Comment 2 Baris Ulucinar 2009-12-07 00:22:27 UTC
I Have the same error, with the same version of Apache POI: 3.5-FINAL, it's a patch available ? 

my error log: 

java.lang.ArrayIndexOutOfBoundsException: 0
	at org.apache.poi.poifs.storage.DocumentBlock.getDataInputBlock(DocumentBlock.java:163)
	at org.apache.poi.poifs.filesystem.POIFSDocument.getDataInputBlock(POIFSDocument.java:253)
	at org.apache.poi.poifs.filesystem.DocumentInputStream.getDataInputBlock(DocumentInputStream.java:117)
	at org.apache.poi.poifs.filesystem.DocumentInputStream.<init>(DocumentInputStream.java:75)
	at org.apache.poi.poifs.filesystem.DirectoryNode.createDocumentInputStream(DirectoryNode.java:131)
	at org.apache.poi.hssf.usermodel.HSSFWorkbook.<init>(HSSFWorkbook.java:273)
	at org.apache.poi.hssf.usermodel.HSSFWorkbook.<init>(HSSFWorkbook.java:200)
	at org.apache.poi.hssf.usermodel.HSSFWorkbook.<init>(HSSFWorkbook.java:316)
	at org.apache.poi.hssf.usermodel.HSSFWorkbook.<init>(HSSFWorkbook.java:297)
	at org.apache.poi.ss.usermodel.WorkbookFactory.create(WorkbookFactory.java:60)
Comment 3 Baris Ulucinar 2009-12-07 00:22:27 UTC
I Have the same error, with the same version of Apache POI: 3.5-FINAL, it's a patch available ? 

my error log: 

java.lang.ArrayIndexOutOfBoundsException: 0
	at org.apache.poi.poifs.storage.DocumentBlock.getDataInputBlock(DocumentBlock.java:163)
	at org.apache.poi.poifs.filesystem.POIFSDocument.getDataInputBlock(POIFSDocument.java:253)
	at org.apache.poi.poifs.filesystem.DocumentInputStream.getDataInputBlock(DocumentInputStream.java:117)
	at org.apache.poi.poifs.filesystem.DocumentInputStream.<init>(DocumentInputStream.java:75)
	at org.apache.poi.poifs.filesystem.DirectoryNode.createDocumentInputStream(DirectoryNode.java:131)
	at org.apache.poi.hssf.usermodel.HSSFWorkbook.<init>(HSSFWorkbook.java:273)
	at org.apache.poi.hssf.usermodel.HSSFWorkbook.<init>(HSSFWorkbook.java:200)
	at org.apache.poi.hssf.usermodel.HSSFWorkbook.<init>(HSSFWorkbook.java:316)
	at org.apache.poi.hssf.usermodel.HSSFWorkbook.<init>(HSSFWorkbook.java:297)
	at org.apache.poi.ss.usermodel.WorkbookFactory.create(WorkbookFactory.java:60)
Comment 4 Nick Burch 2010-06-03 12:50:47 UTC
As best as I can tell, the file is at least partly corrupted. The POIFS block listing is wrong for starters (hence the warnings)

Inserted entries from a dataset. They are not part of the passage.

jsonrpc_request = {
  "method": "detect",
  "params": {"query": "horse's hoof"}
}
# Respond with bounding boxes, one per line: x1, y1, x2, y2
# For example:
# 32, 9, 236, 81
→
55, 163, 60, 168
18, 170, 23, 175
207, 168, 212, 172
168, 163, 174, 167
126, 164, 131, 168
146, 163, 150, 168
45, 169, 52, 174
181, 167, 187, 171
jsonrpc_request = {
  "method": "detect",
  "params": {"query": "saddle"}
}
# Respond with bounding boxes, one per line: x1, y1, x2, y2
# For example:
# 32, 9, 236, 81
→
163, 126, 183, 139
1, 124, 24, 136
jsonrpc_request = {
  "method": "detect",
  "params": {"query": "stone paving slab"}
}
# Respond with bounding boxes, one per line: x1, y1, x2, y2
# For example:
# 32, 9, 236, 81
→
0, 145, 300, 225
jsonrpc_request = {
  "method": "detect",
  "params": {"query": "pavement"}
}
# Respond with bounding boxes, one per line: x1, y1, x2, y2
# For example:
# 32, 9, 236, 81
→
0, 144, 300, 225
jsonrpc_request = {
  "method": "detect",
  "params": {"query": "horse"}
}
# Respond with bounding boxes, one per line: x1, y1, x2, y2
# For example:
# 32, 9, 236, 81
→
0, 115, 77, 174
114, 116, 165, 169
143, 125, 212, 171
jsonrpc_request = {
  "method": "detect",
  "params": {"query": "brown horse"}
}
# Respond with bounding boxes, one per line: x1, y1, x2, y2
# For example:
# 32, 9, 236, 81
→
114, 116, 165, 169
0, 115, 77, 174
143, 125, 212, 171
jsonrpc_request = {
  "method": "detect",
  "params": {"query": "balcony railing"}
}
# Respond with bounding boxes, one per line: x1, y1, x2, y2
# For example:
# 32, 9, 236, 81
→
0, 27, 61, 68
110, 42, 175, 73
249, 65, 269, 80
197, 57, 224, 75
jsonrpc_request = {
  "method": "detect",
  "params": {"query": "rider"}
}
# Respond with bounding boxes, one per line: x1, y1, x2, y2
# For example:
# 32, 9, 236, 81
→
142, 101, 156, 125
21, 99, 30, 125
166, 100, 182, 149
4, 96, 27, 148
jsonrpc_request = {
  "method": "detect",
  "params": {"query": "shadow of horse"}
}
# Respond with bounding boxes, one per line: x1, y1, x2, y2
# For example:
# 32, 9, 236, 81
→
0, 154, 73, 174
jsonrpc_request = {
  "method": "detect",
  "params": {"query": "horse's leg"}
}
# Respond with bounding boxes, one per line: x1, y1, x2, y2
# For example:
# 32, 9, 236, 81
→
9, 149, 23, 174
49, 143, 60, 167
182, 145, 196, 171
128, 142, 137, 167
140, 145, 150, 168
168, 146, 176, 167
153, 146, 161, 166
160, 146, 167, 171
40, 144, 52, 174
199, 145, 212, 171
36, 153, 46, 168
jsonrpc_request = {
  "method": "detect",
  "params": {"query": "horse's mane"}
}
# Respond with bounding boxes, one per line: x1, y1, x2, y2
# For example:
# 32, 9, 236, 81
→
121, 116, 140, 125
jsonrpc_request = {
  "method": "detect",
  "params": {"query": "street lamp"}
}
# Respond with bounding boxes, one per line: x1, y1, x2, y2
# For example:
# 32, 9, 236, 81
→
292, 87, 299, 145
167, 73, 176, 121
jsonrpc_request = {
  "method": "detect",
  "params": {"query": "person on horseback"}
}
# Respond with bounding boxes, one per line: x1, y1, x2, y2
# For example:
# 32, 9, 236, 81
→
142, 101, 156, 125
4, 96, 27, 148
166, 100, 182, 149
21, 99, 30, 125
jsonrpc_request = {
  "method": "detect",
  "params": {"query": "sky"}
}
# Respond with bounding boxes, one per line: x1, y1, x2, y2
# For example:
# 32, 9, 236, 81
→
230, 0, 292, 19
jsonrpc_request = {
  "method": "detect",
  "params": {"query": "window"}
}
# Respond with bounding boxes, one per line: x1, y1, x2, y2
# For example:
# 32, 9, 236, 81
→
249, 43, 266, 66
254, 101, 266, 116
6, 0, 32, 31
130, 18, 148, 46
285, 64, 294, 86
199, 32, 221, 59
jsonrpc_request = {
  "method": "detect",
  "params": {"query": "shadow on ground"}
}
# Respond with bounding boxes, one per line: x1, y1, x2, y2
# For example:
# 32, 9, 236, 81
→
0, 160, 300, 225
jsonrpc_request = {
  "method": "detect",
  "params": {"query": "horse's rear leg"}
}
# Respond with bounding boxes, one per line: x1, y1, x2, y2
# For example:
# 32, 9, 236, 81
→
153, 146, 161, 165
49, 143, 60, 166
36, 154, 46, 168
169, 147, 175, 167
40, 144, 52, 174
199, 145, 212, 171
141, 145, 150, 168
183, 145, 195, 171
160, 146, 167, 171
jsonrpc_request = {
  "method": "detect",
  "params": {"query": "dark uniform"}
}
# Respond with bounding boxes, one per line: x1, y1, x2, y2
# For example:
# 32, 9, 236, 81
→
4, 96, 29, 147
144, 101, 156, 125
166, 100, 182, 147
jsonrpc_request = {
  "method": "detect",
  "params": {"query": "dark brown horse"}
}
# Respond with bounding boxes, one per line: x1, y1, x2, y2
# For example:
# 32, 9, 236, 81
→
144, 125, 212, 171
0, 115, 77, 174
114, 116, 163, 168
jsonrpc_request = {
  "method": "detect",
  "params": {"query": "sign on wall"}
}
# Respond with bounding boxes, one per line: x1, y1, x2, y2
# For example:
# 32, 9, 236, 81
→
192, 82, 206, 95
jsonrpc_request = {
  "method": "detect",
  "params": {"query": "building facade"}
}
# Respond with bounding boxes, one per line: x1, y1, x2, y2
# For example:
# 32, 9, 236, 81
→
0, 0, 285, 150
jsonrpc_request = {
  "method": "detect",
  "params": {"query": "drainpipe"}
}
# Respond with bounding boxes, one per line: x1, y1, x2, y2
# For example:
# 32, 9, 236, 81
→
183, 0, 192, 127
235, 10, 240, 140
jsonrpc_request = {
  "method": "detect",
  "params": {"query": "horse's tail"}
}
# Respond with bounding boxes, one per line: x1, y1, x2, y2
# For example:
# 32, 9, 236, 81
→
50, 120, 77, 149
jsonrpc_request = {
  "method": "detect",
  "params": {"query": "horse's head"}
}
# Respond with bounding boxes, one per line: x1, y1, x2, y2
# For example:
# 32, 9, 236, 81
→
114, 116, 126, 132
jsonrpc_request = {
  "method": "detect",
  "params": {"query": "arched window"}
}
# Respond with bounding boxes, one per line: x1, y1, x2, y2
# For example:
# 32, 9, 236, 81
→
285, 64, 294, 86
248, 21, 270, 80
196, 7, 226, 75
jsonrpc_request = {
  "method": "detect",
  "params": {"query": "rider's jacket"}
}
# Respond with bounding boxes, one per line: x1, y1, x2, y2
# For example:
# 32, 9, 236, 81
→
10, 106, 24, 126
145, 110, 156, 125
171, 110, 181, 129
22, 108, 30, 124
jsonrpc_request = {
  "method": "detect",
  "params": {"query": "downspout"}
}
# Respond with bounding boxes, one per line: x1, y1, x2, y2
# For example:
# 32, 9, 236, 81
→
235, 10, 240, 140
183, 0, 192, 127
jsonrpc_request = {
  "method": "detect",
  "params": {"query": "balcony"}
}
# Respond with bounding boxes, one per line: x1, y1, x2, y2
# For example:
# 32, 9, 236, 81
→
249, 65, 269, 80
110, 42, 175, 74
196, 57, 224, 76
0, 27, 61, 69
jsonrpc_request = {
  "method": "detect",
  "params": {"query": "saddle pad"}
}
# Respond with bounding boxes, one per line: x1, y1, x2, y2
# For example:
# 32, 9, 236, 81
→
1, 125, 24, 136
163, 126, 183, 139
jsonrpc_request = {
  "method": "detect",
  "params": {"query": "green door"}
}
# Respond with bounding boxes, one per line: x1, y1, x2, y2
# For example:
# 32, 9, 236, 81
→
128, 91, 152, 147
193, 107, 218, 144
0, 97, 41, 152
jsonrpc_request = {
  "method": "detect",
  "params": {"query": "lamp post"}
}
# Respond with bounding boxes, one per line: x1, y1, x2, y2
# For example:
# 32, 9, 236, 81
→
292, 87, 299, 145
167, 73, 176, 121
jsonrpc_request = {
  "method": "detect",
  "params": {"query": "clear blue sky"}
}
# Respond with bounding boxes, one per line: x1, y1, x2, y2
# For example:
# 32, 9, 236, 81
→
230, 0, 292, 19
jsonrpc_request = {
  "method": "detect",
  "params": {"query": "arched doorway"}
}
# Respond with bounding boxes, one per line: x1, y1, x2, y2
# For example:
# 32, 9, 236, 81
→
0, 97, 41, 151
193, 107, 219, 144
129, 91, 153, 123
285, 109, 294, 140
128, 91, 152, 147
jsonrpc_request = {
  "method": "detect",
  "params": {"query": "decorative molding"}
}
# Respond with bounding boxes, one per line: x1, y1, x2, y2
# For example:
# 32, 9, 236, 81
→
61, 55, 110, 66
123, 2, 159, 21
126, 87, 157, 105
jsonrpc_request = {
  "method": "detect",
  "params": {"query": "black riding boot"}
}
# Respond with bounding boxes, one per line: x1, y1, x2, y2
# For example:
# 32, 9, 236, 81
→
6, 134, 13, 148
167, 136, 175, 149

I strongly suspect that the file was generated by something other than Excel, and the program in question doesn't properly follow the spec

I'd suggest you either re-save the files using Excel to fix them, or speak to whoever writes the software that generates them and ask them to re-read the spec and fix their output
Comment 5 Nick Burch 2011-05-23 19:43:18 UTC
In case anyone comes across this, with 3.8 the new NPOIFS is more tolerant of this class of faulty file, and can open the attached sample excel file. POIFS can also open more files in this class that it couldn't in 3.6, but the real fix does appear to be with the program that produces the file.